L’universo appiccicoso e claustrofobico di Spiro Scimone prende vita nel breve e interessante lavoro La festa in un anonimo interno familiare, madre padre e figlio attori di una quotidianità ossessiva e minuta che si logora nel contrappunto di rapporti verbali sghembi e intimamente violenti; i quali non mirano infatti a comunicare, ma a prevaricare. La discendenza dal teatro di Pinter, e in parte da quello di Beckett, emerge abbastanza schiettamente nella scrittura: personaggi antieroici si annullano a vicenda entro un dialogare ostinatamente aggressivo e irrilevante, come involontari congegni di esistenze destituite di etica e di senso.
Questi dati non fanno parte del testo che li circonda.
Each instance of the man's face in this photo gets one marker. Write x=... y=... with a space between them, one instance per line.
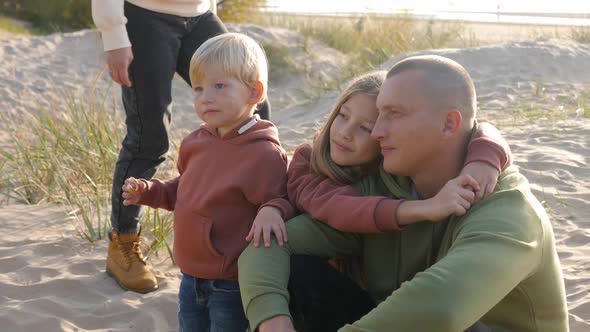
x=409 y=126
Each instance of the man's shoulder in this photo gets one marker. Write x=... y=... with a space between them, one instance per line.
x=511 y=212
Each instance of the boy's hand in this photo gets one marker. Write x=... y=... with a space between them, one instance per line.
x=132 y=190
x=279 y=323
x=485 y=175
x=268 y=220
x=455 y=198
x=118 y=62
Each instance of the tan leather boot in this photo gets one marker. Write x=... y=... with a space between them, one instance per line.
x=126 y=264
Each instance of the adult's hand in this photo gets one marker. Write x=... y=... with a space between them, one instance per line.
x=118 y=62
x=277 y=324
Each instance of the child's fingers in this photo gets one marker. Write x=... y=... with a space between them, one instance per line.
x=284 y=231
x=278 y=234
x=466 y=194
x=490 y=188
x=464 y=203
x=250 y=234
x=266 y=236
x=468 y=180
x=460 y=210
x=257 y=232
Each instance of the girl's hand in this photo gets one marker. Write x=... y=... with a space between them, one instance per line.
x=455 y=198
x=132 y=190
x=485 y=175
x=268 y=220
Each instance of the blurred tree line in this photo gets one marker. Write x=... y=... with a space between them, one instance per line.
x=68 y=15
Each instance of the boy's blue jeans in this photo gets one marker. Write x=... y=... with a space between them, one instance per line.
x=210 y=306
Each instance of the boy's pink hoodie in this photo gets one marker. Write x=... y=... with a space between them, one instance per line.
x=223 y=182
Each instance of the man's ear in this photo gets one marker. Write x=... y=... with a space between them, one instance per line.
x=452 y=123
x=256 y=93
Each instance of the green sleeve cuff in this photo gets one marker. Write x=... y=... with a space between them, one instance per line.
x=265 y=307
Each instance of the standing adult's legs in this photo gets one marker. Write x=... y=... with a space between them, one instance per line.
x=155 y=40
x=155 y=44
x=198 y=30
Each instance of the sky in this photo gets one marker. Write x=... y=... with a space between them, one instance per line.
x=544 y=6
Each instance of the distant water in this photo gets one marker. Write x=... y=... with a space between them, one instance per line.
x=578 y=19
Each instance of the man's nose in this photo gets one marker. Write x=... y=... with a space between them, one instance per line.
x=378 y=133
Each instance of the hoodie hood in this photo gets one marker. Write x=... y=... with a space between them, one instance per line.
x=253 y=129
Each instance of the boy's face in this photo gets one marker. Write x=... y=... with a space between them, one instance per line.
x=222 y=101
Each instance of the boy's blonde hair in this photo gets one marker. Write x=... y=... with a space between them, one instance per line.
x=238 y=55
x=321 y=162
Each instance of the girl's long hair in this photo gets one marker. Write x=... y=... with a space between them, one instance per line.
x=321 y=162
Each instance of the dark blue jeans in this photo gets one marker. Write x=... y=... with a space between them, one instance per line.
x=210 y=305
x=162 y=44
x=323 y=299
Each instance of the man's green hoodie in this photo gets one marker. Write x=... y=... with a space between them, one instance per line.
x=497 y=264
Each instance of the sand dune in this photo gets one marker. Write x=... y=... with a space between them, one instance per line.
x=52 y=280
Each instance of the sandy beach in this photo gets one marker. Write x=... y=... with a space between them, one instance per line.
x=53 y=280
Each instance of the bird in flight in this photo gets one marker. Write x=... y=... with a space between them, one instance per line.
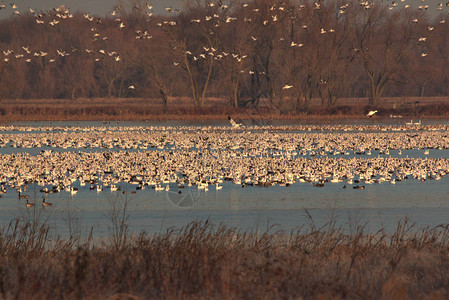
x=233 y=123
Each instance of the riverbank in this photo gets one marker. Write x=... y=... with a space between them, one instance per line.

Ma se in Pinter lo spazio della casa è pur sempre il rifugio ultimo dalle incognite del mondo, nel lavoro di Scimone al contrario il focolare domestico è eretto a sacrario dell’ostilità interpersonale, della piccola intolleranza abituale che degrada il vivere a ritualità meccanicistica e incolore.
Il titolo del lavoro proietta tutta la narrazione verso l’epilogo, e s’intende subito che la festa – la cena per l’anniversario di matrimonio dei protagonisti – sarà pura occasione per celebrare una volta in più la desolazione familiare. I personaggi dialogano a gran ritmo, ma gli enunciati s’incrociano allo snodo di sottili incongruenze logiche; la comunicazione viene regolarmente mancata, per equivoco, per depistaggio, o per volontà d’inganno. Ognuno dei protagonisti resiste nel proprio mondo di riferimento, che cerca d’imprimere aggressivamente sugli altri attraverso le risorse del ruolo familiare: il padre con l’autorità “gerarchica”, la madre dissimulando premura, il figlio riproducendo acriticamente il dispotismo del padre che disprezza. La scrittura drammaturgica rende abilmente l’ossessività dei comportamenti con figure stilistiche di ripetizione e di accumulazione.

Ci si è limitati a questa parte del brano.